GitHelp is organized around a simple idea: all sources are converted into the same internal document format before retrieval.

The initial use case is MMORE, but the core pipeline is designed to remain project-agnostic. Project-specific behavior is isolated in optional project profiles.

High-level flow

GitHelp schema

Main design choices

GitHelp separates the pipeline into clear blocks:

Block

Role

loaders/

Load source files that are already documentation-like.

extractors/

Extract documentation from source code.

corpus/

Combine all sources into one corpus.

indexing/

Export and index the corpus with MMORE.

retrieval/

Retrieve relevant documents.

project_profiles/

Hold optional project-specific query expansion, filtering, reranking, and direct answers.

rag/

Build prompts and generate answers.

projects/

Manage selected projects, generated project configs, and persisted app state.

app/

Streamlit user interface.

Why keep a GitHelp format?

GitHelp uses its own DocumentRecord format instead of exposing MMORE everywhere.

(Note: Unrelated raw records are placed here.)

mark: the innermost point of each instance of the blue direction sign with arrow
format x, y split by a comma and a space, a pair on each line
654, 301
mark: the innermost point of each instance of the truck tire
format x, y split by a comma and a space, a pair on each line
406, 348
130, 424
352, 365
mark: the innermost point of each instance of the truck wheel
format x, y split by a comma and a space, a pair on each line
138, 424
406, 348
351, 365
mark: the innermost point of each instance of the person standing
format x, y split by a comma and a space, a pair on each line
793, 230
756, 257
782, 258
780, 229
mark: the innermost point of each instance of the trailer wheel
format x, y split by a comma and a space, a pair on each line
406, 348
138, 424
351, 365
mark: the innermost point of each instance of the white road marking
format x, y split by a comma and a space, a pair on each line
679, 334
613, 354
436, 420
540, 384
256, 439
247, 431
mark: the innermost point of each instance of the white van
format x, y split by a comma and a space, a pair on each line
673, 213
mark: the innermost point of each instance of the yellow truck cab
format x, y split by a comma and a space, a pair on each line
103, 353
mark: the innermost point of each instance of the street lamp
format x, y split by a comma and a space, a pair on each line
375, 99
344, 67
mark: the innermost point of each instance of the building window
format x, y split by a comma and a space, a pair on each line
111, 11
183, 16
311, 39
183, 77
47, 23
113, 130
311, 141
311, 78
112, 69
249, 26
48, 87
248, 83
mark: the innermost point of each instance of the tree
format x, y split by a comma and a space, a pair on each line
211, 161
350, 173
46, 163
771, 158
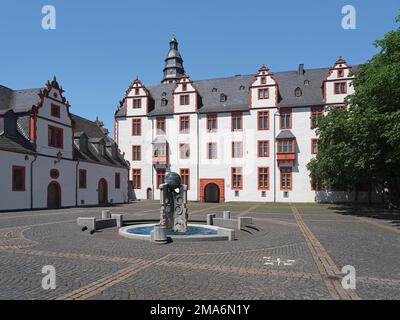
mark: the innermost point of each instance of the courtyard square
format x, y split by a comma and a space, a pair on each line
291, 251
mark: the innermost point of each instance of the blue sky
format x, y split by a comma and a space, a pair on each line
99, 47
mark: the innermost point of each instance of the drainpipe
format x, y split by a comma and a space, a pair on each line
198, 157
153, 191
275, 115
33, 161
76, 182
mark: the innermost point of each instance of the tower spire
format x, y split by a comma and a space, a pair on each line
173, 70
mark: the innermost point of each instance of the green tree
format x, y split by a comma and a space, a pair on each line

This keeps the project modular:

  • the corpus can be inspected before indexing;

  • the simple retriever can run without MMORE;

  • MMORE can be replaced or updated without rewriting loaders;

  • retrieved sources keep consistent metadata for citations;

  • Streamlit can work with project-specific corpora before MMORE indexing is available.

Simple backend vs MMORE backend

The simple backend reads a selected corpus.jsonl directly. It is useful for:

  • local development;

  • direct checks of newly built project corpora;

  • debugging retrieval quality;

  • avoiding MMORE indexing.

The mmore backend is the main MMORE workflow. It retrieves from an MMORE index when native retrieval succeeds, and it can fall back to the exported mmore_corpus.jsonl if the local native process fails. That fallback is lexical and does not use native MMORE/Milvus vector search.

The full MMORE workflow is:

Build corpus → export MMORE corpus → build MMORE index → use backend mmore

For code-, symbol-, and filename-oriented questions, the high-level answering pipeline may merge lexical candidates from the simple retriever with MMORE candidates before applying the project profile.